Last year, Chloé inaugurated boutiques in Kuwait; Costa Mesa, Calif.; Beijing, and Shanghai. This month, a new flagship will open in Tokyo, in the heart of the Aoyama district.

Market sources estimate the brand generates wholesale volume of $300 million. But ambitions are much higher. Last year, Richemont confirmed it would invest “tens of millions of euros” as part of an effort to make Chloé a billion-dollar player.

This story first appeared in the January 5, 2006 issue of WWD.  Subscribe Today.

Philo joined Chloé in 1997 as part of designer Stella McCartney’s creative team. Four years later, she replaced her former classmate at London’s Central Saint Martins when McCartney resigned to set up her own fashion house in a joint venture with Gucci Group.

With her good looks and striking personal style, Philo had all the makings of a fashion star. Indeed, she succeeded in accelerating Chloé’s rejuvenation, making it one of the hottest shows in Paris and one of the top-selling designer brands from New York to Hong Kong.

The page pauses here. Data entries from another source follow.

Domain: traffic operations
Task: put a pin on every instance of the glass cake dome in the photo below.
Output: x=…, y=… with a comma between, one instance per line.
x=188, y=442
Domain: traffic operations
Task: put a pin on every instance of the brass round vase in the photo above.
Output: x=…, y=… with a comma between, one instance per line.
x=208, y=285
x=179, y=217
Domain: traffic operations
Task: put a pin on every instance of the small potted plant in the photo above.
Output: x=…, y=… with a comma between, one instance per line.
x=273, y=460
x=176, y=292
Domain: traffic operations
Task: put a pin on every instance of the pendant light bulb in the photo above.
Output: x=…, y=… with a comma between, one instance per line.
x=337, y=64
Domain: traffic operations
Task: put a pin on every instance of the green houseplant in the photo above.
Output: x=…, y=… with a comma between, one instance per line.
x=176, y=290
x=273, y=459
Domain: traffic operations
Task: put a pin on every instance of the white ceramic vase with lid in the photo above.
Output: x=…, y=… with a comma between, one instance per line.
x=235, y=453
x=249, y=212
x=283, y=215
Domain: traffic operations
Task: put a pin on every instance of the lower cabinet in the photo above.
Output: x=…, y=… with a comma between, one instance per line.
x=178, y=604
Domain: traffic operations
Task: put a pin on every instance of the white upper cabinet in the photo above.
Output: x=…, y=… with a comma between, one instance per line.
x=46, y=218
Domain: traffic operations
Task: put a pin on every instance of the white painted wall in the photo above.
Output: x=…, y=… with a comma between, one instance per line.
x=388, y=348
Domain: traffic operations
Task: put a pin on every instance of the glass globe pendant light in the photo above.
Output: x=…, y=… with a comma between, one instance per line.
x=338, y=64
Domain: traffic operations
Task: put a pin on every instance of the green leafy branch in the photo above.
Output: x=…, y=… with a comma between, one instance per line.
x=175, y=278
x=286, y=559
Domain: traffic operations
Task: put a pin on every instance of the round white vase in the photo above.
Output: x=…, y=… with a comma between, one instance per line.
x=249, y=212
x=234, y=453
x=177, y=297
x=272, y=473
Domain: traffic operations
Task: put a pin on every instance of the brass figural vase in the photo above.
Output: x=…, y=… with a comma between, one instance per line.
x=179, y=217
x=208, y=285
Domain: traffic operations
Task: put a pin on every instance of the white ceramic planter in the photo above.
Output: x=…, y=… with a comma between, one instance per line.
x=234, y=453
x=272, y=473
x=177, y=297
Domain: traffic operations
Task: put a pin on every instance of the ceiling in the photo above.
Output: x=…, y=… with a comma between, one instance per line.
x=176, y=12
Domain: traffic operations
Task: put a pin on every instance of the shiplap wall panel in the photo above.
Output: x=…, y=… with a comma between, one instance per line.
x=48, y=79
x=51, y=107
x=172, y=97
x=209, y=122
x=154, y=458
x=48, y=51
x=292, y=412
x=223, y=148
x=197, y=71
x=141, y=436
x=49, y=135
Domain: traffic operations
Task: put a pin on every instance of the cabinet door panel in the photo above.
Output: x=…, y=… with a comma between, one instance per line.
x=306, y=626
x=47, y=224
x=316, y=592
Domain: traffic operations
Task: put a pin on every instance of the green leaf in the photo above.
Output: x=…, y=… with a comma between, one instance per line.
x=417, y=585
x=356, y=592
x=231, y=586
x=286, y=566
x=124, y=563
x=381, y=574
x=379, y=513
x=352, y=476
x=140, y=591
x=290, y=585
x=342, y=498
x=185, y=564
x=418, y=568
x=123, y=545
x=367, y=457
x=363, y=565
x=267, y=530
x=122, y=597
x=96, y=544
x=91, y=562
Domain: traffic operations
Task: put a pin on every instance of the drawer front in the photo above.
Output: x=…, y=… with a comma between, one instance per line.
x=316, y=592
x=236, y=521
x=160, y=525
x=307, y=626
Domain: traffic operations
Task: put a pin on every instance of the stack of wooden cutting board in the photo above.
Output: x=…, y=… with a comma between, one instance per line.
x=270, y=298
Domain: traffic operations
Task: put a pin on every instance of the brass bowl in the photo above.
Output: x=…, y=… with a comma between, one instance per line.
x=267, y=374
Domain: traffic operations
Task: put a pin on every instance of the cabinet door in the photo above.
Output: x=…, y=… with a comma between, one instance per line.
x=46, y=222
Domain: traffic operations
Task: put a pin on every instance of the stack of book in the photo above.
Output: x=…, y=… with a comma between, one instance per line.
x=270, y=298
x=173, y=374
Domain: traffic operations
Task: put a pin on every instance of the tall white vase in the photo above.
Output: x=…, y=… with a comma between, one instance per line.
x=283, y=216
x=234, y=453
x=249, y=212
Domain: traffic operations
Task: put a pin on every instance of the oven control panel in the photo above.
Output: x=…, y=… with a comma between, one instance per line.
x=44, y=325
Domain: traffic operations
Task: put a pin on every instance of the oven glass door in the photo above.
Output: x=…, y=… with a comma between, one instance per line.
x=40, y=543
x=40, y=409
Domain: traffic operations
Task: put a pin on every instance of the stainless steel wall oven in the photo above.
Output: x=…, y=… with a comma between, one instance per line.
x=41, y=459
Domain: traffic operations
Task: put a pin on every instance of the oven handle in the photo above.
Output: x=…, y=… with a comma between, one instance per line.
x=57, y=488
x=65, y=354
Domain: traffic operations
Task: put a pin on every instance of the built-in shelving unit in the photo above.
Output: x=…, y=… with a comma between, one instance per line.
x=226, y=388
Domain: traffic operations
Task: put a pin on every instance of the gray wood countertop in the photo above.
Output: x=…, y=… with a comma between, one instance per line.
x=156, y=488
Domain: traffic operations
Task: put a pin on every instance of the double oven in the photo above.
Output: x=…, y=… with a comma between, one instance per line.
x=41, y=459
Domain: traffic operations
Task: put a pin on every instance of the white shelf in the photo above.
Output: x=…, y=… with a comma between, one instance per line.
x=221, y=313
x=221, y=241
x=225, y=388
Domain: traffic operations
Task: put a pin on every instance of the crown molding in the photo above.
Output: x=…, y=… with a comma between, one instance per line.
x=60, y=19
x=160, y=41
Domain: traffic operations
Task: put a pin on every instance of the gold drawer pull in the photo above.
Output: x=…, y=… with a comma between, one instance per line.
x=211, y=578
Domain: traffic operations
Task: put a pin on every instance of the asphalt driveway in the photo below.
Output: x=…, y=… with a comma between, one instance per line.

Still, she has been uncomfortable with the fashion spotlight for some time, shunning media attention in an era when it is vital for an international fashion company.

Philo also is said to have struggled with the growing pressures and responsibilities at a brand eager to develop new categories like costume jewelry, watches, lingerie and baby apparel, while pumping up the scope of its diffusion and fragrance businesses.

Her family life, centered in London, increasingly kept her away from Paris despite growing leadership needs. Chloé recently shifted its design studios to London to accommodate Philo, but it was a problematic arrangement, sources said.

Despite signing a new multiyear contract in 2005, Philo had been negotiating with Chloé in recent weeks to resolve the impasse, but no agreement could be reached.

Chairman and ceo of Chloé since 1999, Toledano has a reputation for sniffing out design talent. Before Chloé, he headed Guy Laroche, where he recruited a then-unknown Alber Elbaz from the studio of Geoffrey Beene.

Elbaz’s flair at Laroche won him the job of replacing Yves Saint Laurent as designer of YSL Rive Gauche ready-to-wear. But Elbaz lasted only three seasons, and he subsequently went on to lead a renaissance at Lanvin, building the house into one of the most sought-after Paris brands.